It seems that the major crude oil producing countries, which are so keen on a price war, forgot that in reality the oil runs out very quickly. For better understanding: 1.7 trillion barrels of oil with a production of 90 million barrels per day are approximately as the Indian Ocean from which two Gulfs of Mexico are scooped out every year. According to the simplest calculations, it seems the current world’s oil proved reserves at a current production level will suffice for 50 years. By that time it will be possible to find industrial raw commodity to replace the oil in the cycle of production of goods, find and widely implement a cost-effective energy analogue. But in reality it is not so smooth.

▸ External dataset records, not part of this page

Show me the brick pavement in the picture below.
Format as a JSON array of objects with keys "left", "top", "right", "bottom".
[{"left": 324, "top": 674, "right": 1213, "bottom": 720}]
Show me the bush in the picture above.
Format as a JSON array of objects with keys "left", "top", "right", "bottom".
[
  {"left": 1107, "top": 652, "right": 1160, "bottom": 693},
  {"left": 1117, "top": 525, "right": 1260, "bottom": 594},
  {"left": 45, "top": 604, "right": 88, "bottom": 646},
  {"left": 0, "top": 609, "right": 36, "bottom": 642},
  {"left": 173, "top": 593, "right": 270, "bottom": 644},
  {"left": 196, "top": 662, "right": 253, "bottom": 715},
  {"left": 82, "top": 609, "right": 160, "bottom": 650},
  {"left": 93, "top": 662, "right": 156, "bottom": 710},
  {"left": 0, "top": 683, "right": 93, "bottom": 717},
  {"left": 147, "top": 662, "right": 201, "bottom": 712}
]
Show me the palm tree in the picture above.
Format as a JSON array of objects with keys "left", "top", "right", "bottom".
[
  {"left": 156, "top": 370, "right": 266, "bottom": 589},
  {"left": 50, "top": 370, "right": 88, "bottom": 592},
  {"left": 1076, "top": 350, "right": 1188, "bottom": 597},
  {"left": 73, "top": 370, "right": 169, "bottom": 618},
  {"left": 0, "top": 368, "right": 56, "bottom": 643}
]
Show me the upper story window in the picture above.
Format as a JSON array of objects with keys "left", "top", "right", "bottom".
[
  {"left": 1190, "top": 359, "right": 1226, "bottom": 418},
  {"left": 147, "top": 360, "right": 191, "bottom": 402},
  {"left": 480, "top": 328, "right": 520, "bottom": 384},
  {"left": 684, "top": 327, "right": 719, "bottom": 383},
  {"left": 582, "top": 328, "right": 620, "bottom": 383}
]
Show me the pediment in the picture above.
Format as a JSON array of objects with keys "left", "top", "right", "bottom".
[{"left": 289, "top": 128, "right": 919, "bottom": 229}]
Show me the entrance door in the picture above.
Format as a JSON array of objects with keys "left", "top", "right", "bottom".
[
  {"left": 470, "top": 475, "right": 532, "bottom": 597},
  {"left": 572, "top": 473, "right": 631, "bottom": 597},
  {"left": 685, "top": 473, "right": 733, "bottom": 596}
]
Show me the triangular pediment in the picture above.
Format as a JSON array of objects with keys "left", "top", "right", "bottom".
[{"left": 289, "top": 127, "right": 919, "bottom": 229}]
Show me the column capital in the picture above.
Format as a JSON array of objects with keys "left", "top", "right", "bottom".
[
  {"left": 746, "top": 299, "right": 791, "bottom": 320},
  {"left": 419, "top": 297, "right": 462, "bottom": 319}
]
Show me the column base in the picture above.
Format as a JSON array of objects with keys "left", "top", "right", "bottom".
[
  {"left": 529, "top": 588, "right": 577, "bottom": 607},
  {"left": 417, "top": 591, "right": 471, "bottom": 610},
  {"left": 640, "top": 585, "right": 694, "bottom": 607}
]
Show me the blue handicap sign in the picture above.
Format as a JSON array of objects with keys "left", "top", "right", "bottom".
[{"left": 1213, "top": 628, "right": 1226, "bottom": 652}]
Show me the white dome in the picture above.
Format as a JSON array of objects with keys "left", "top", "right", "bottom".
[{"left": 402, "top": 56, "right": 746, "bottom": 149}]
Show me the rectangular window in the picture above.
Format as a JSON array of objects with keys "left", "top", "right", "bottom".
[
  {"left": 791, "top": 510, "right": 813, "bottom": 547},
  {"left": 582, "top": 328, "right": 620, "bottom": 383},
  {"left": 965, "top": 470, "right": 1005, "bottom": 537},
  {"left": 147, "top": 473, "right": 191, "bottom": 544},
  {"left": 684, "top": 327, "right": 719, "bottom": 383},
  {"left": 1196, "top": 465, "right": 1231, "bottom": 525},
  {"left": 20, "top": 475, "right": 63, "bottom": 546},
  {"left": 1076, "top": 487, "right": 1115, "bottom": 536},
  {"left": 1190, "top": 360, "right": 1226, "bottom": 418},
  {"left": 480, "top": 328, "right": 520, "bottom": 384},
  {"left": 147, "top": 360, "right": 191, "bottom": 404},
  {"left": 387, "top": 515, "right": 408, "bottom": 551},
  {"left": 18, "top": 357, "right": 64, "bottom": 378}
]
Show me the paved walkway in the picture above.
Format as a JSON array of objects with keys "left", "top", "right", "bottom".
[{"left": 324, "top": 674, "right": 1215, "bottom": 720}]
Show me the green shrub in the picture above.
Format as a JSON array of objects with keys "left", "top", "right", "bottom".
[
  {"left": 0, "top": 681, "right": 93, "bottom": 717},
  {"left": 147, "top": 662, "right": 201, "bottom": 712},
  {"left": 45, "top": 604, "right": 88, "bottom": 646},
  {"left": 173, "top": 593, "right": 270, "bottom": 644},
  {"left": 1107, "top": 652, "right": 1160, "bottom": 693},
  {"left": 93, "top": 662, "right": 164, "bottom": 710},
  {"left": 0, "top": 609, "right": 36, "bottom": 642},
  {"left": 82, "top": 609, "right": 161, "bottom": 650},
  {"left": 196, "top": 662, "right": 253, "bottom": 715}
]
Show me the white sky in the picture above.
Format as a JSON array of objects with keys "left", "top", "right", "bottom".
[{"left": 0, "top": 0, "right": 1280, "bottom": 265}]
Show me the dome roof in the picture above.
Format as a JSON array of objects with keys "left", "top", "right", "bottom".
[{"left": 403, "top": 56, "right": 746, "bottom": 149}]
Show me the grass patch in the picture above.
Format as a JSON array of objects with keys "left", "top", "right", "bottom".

The annual production of each further oil barrel becomes more expensive, it is technically becomes more difficult to produce and refine heavy oil, the new proved reserves are exploring more and more slowly. A fabulous figure – $40 trillion investments will be required during the next 20 years to compensate for falling oil production at the existing fields and develop new ones to meet the growing oil demand.

Although it is fairly clear that proved oil reserves cannot be evaluated in real time, the situation is as follows: the world’s proved oil reserves have been increasing from a minimum of 0.02 percent up to 13 percent annually for the last 35 years. During that period, the reserves have dropped only twice – in 1998 and in 2015. The volume of reserves decreased by 0.1 percent or 2.4 billion barrels in 2015 as compared to 2014 and stood at 1.697 trillion barrels. It was a result of the decrease in estimations in nine countries – Brazil, Colombia, Trinidad and Tobago, Denmark, Italy, Russia, Saudi Arabia, Egypt and Indonesia. In total, the volume of proved reserves of these oil producing countries has decreased by 5 billion barrels of oil. The decrease was slightly offset by the growth of reserves of other countries, including Norway and Oman at the yearend.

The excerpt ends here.